News Round Up
Co-regulation looking likely, Managed funds have a good month, NZX changes indicies, Special interest rate, NZX prepares for options and scam alert.
Monday, June 20th 2005, 4:18AM
Submissions to the Task Force looking at regulation of Financial Intermediaries close today.
It is becoming increasingly clear that the task force is favouring a co-regulatory approach to the issue. Various groups have been asked to write papers for the task force outlining what they think co-regulation would look like and how it would work.
Under co-regulation there would be a government body that set the rules. Underneath that various other bodies such as the Financial Planners and Insurance Advisers Association and New Zealand Mortgage Brokers Association would be self-regulating bodies.
A financial intermediary would need to belong to a self-regulatory organisation (SRO) which operates in his/her area of practice. To become an SRO a body would need to meet a number of requirements including having a code of ethics, disciplinary processes, professional standards etc.
Managed funds have a good month
The latest performance data from research house FundSource shows that managed funds have turned in some quite acceptable numbers recently.
It says New Zealand and international sharemarkets performed well over May, and this carried through to fund returns both in those funds that focus on these sectors and the diversified funds with exposures to equities markets.

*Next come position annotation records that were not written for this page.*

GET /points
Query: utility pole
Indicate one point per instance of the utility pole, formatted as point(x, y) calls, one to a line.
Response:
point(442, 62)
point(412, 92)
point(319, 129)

The positive returns from New Zealand and international sharemarkets in May have shown that the poor performance seen in March and April was simply a temporary dip in investor sentiment. [MORE]
NZX changes indicies
The NZX is changing the way it calculates indices to bring its ones more into line with the methodology of major international index providers Standard and Poors and MSCI.
Amongst the changes to be phased in are new liquidity criteria designed to reduce unnecessary index turnover, the removal of imputation credits in calculations of returns, and a new name for the NZSX indices.
Consistent with this change, the NZSX SCI Index will become the NZX SmallCap Index, comprising companies with a market capitalisation of up to $150 million, including companies such as Metlifecare, Skellmax Industries and NZX.
Changes to the liquidity criteria will take effect immediately. The new calculation for returns will come into force on October 1.
Special interest rates
St Laurence Mortgages is offering a new special interest rate for its debenture stock of 9.00% for a term of 3 years. To compare rates go to www.depositrates.co.nz
NZX prepares for options trading
The Securities Commission has declared that share options listed and traded as NZFOX share options are futures contracts under the Securities Markets Act. These share options will be traded on the Sydney Futures Exchange.
“This declaration will give the market certainty about how these new products will be regulated”, Securities Commission general counsel Liam Mason says. NZX applied for the declaration so it can launch NZFOX share options on or around 28 June 2005.
Scam alert!
The Securities Commission has began a campaign to alert New Zealanders to share scams promoted by people who telephone from overseas. A new website (www.sharescams.org.nz) explains how these international fraudsters con New Zealanders into buying or selling shares in little known overseas companies.
The commission says New Zelanders have lost at least $30 million in such scams.